Si toutes les mesures MPOWER étaient mises en œuvre simultanément au niveau le plus élevé, les chercheurs estiment à 237 299 décès (196 455 hommes et 40 844 femmes) le nombre de décès prématuré évité d’ici 2050. Ceci représenterait trois à huit fois plus de décès évités que toute politique MPOWER individuelle. Le plan d’action mondial de l’OMS pour la prévention et la lutte contre les MNT 2013-2020 a fixé un objectif mondial de réduction relative de 30 % de la prévalence du tabagisme d’ici 2025, en prenant 2010 comme référence, ce qui signifie une réduction de la prévalence du tabagisme de 32,2 % à 22,6 % chez les hommes et de 8,4 % à 5,9 % chez les femmes au Japon.

Dans le cadre du scénario du statu quo, le Japon atteindrait l’objectif international de réduction relative de 30 % de la prévalence du tabagisme chez les hommes d’ici 2034 et chez les femmes d’ici 2038, et l’objectif national de 12 % de la prévalence globale du tabagisme d’ici 2041. Avec la mise en œuvre complète de MPOWER, le Japon atteindrait les objectifs internationaux de prévalence du tabagisme chez les hommes et les femmes en 2028 et 2031 respectivement, et l’objectif national de prévalence globale du tabagisme en 2033 au lieu de 2022. Ces résultats montrent la nécessité pour le Japon de se prémunir de l’ingérence du tabac et à mettre en place, au plus niveau possible l’ensemble des dispositions de la CCLAT qui permettent une vraie dénormalisation de la consommation tabagique.

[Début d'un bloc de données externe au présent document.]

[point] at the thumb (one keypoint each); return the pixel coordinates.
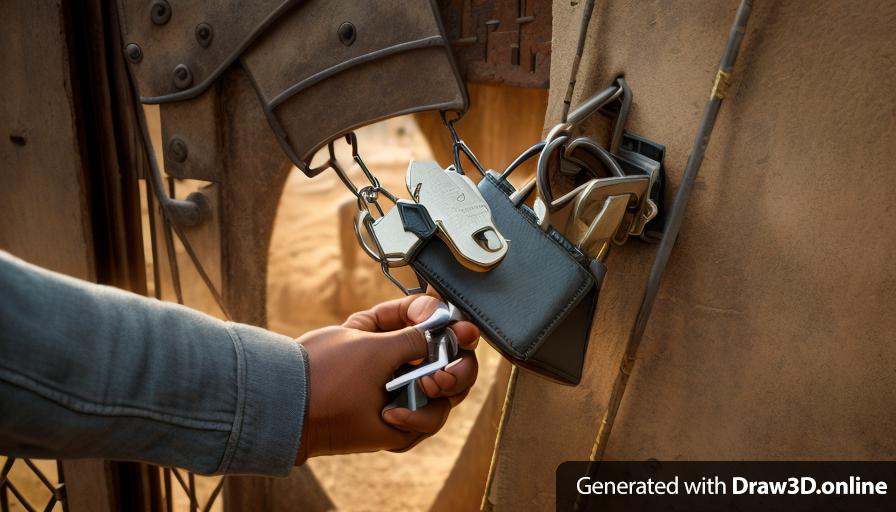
(404, 345)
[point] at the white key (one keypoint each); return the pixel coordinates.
(462, 214)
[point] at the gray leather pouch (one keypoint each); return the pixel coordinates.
(536, 306)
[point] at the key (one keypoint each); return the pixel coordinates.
(461, 213)
(395, 244)
(442, 348)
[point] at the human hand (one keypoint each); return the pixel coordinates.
(349, 366)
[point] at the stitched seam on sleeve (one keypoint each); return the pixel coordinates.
(82, 406)
(239, 411)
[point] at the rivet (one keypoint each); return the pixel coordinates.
(160, 12)
(178, 149)
(133, 53)
(204, 34)
(347, 33)
(183, 77)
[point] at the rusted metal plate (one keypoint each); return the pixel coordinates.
(177, 49)
(504, 41)
(331, 66)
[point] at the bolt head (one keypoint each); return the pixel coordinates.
(178, 150)
(204, 34)
(347, 33)
(133, 52)
(183, 77)
(160, 12)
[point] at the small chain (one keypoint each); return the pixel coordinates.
(458, 146)
(368, 195)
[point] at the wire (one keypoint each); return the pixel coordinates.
(673, 225)
(580, 48)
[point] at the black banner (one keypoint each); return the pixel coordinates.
(712, 486)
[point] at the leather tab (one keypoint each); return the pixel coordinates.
(416, 219)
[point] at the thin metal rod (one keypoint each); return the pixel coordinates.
(580, 48)
(505, 407)
(673, 224)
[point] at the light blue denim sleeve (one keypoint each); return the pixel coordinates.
(93, 371)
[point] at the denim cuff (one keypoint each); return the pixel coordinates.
(271, 401)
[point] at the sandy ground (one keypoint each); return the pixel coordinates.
(312, 282)
(309, 287)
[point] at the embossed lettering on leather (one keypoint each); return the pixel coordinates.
(535, 307)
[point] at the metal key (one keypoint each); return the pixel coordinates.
(442, 348)
(462, 214)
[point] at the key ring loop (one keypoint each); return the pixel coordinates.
(458, 146)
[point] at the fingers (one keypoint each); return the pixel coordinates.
(387, 316)
(400, 347)
(454, 380)
(467, 334)
(426, 420)
(421, 309)
(399, 313)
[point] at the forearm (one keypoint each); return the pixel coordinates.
(91, 371)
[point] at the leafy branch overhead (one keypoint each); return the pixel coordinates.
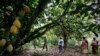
(22, 21)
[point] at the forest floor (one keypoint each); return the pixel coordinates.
(52, 52)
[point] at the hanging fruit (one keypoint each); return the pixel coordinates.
(17, 23)
(13, 29)
(10, 48)
(2, 42)
(26, 9)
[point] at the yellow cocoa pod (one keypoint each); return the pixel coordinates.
(21, 13)
(13, 29)
(17, 23)
(2, 42)
(10, 48)
(26, 9)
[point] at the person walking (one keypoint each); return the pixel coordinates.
(61, 45)
(94, 45)
(84, 47)
(45, 44)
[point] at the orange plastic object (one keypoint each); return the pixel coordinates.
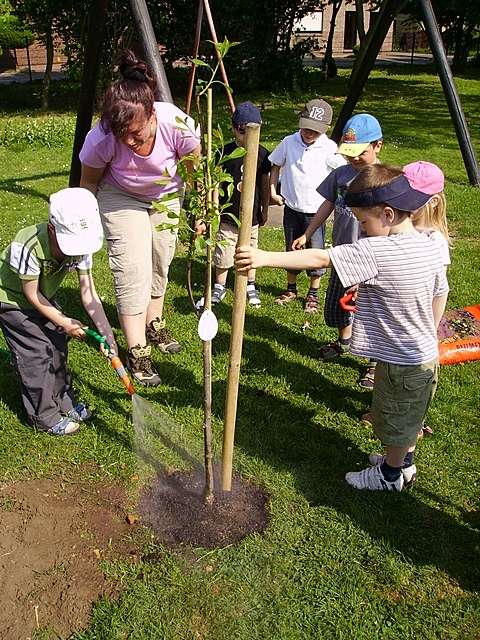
(475, 311)
(459, 351)
(122, 374)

Mots-clés : Japon, Convention-Cadre, CCLAT, OMS, prévalence, décès, tabagisme, tabac chauffé, arrêt du tabac, MPOWER

©Génération Sans Tabac

AE


[1] Yang SL, Togawa K, Gilmour S, et alProjecting the impact of implementation of WHO MPOWER measures on smoking prevalence and mortality in JapanTobacco Control Published Online First: 13 September 2022. doi: 10.1136/tc-2022-057262

[2] M : surveiller la consommation de tabac et les politiques de prévention ;

P : protéger les personnes contre la fumée du tabac ;

O : offrir de l’aide pour arrêter de fumer ;

W : mettre en garde contre les dangers du tabac ;

E : faire respecter l’interdiction de la publicité, de la promotion et du parrainage en faveur du tabac ;

R : augmenter les taxes sur le tabac.